Blaze chars 9 apartments at Kelso complex
Saturday, October 9, 2004 11:55 PM PDT
By Eric Apalategui
When a neighbor's yelling awakened her near dawn Saturday, all Linda Roman had time to save from the flames coming up toward her Kelso apartment was her 1-pound Pomeranian puppy, Turd.
"The bathroom's gone. The bedrooms are gone. It's just a heaping disaster. The walls are down in the bedroom," said Roman, 46, a former saleswoman who said she is weeks from starting chemotherapy for leukemia. "Everything I own is ruined. I have nothing left."
Nine apartments were too damaged to allow residents back in, although not all of them were occupied at the time, firefighters said. Several residents were rendered homeless, at least temporarily. Roman, for example, paced outside the apartments in borrowed clothes Saturday morning, while Turd poked her head out from beneath a jacket in the clammy air.
The American Red Cross responded with vouchers allowing several residents to stay in motels and buy food and clothing.
A 6:47 a.m. alarm summoned firefighters to the Elliott Heights Apartments, at 206 Teresa Way, just off Minor Road in East Kelso. When they arrived, they found heavy smoke and flames pouring from several units in the building's second and third floors.
Cowlitz 2 Fire and Rescue investigators reported later Saturday that the fire started on or near a mattress in a vacant, first-floor apartment, where someone might have been staying without permission. It was unknown Saturday whether the fire was an accident or arson. Kelso police also were called to the scene.

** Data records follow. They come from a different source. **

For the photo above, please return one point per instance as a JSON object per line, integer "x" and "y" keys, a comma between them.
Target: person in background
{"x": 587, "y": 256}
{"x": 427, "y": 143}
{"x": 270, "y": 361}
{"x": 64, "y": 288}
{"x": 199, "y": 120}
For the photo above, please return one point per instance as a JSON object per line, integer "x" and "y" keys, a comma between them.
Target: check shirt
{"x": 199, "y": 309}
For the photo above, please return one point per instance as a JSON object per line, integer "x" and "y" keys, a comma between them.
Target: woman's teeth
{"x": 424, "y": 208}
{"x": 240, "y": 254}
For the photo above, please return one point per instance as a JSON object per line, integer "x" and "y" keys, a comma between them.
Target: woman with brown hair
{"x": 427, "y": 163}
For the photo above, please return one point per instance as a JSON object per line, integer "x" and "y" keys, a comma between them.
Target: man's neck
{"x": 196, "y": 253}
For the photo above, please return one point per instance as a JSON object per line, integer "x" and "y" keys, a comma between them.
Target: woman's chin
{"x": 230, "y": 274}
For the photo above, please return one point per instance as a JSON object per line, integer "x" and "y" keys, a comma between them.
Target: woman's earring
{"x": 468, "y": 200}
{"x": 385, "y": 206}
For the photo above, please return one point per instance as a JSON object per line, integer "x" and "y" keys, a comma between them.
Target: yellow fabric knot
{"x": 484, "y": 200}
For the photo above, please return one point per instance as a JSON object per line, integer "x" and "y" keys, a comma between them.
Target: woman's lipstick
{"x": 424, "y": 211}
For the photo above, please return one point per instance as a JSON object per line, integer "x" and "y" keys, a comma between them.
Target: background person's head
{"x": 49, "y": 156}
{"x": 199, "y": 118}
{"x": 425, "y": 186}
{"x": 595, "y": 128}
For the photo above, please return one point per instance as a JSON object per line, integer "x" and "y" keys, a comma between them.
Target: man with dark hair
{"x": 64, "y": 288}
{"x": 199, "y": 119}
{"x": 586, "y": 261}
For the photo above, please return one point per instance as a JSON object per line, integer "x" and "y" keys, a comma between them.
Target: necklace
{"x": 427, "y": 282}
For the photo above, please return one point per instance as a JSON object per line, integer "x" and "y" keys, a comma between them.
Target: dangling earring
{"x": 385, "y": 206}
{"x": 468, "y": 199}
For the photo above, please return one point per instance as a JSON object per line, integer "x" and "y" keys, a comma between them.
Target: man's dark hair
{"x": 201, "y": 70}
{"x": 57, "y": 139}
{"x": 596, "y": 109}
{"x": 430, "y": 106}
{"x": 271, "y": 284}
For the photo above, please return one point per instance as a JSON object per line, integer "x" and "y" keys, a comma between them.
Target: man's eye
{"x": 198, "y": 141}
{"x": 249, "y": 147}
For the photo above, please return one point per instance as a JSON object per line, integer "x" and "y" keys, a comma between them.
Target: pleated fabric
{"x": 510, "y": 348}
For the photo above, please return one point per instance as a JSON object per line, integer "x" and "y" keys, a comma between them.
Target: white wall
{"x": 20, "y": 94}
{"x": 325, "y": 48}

The fire climbed upward and slipped into the attic spaces. Fire charred parts of at least three of the units, while smoke and water damaged others. Capt. Mark Maker of Cowlitz 2 estimated the loss at $150,000 to the building and $55,000 to its contents.
Cowlitz 2 Assistant Fire Chief Alan Headley said firefighters, especially the first crew from the Headquarters station in Kelso, "really helped prevent that fire from spreading to the rest of the apartments."
Firefighters from Longview and Castle Rock assisted firefighters from several Cowlitz 2 stations.
"That was a difficult fire," Headley said.